Wednesday, July 1, 2009

Government and the "safety net"

From the inimitable Mark Steyn:
There is a phrase you hear a lot in Canada, Britain, an Europe to describe the collection of positive "rights" (to "free" health care, unemployment benefits, subsidized public transit) to which the citizens of Western democracies have become addicted: the "social safety net." It has always struck me as an odd term: Obviously, it derives from the circus. But life isn't really a high-wire act, is it? Or at least it didn't use to be. If you put the average chap-or even Barack Obama or Barney Frank-in spangled leotard and tights and on a unicycle and shove him out across the wire, he's likely to fall off. But put the average chap in spangled leotard and tights out into the world and tell him to get a job, find accomodation, raise a family, take responsibility, and he can do it. Or he used to be able to, until the government decided he needed a "safety net."

What do you think? True or not? Should government be providing such a "safety net?" If so, how big should the net be?


Glenn E. Chatfield said...

It is not the government's job to be doing all that. People need to be more responsible for their actions. However, even more important than just a belief that this is the way it should be, is the fact that our Constitution does not allow our government to spend money on these issues. It is only by twisting the meaning of the Constitution completely out of context (the way false teachers approach Scripture) that these politicians come up with their bizarre ideas of being the government nanny.

The Bullhorn said...


Good thoughts. As James Madison (the Father of the Constitution) said, "Congress has not unlimited power to provide for the general welfare..." But since these things aren't going to be declared unconstitutional any time soon, isn't the argument about the scope and reach of government still worth having? That is, we can't simply ban them all (at least as a practical rather than theoretical matter), and in the Age of Obama may find it difficult to cut any. So where can we draw helpful lines?

Glenn E. Chatfield said...

I'd say that the government can be there to help the truly needy, but that is such a small percentage we wouldn't even notice the tax drain! The government has no business in running corporations, for example, and has no business bailing people out when they refuse to be responsible for their behavior.

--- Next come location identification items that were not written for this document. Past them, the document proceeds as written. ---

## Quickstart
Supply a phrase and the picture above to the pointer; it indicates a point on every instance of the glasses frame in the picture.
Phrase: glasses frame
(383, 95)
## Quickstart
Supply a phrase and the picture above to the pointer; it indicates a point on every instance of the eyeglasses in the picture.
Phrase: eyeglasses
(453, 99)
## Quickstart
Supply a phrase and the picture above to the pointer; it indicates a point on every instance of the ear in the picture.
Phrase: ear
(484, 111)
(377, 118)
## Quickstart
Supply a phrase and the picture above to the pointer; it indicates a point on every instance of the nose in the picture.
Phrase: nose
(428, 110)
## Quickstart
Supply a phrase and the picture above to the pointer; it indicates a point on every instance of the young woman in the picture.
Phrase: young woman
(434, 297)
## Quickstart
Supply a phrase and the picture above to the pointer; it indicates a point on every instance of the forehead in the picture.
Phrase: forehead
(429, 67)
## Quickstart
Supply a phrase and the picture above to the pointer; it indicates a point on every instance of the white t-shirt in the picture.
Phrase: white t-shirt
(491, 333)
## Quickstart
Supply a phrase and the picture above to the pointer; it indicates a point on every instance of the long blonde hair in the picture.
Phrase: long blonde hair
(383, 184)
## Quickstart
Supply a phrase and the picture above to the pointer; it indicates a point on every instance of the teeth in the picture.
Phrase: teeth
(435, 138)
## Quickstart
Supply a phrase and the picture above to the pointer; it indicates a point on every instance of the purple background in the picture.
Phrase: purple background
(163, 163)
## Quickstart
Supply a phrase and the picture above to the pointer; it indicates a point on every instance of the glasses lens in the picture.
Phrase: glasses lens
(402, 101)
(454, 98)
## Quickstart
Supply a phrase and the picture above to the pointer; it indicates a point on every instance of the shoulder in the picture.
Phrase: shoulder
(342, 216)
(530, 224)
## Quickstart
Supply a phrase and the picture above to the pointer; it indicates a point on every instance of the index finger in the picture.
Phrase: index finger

Most of all, if the gov't is going to be a nanny, then it should only help with needs, not wants. The gov't has no business buying everyone a converter for their TV, nor should it be buying every school kid a computer, nor should it be giving everyone access to the Internet, etc. If we allow the gov't to be a nanny, then let's insure it is only for NEEDS!

A large part of the problem is the federal government being involved in issues that should be left to the states; there should be no federal education department for example.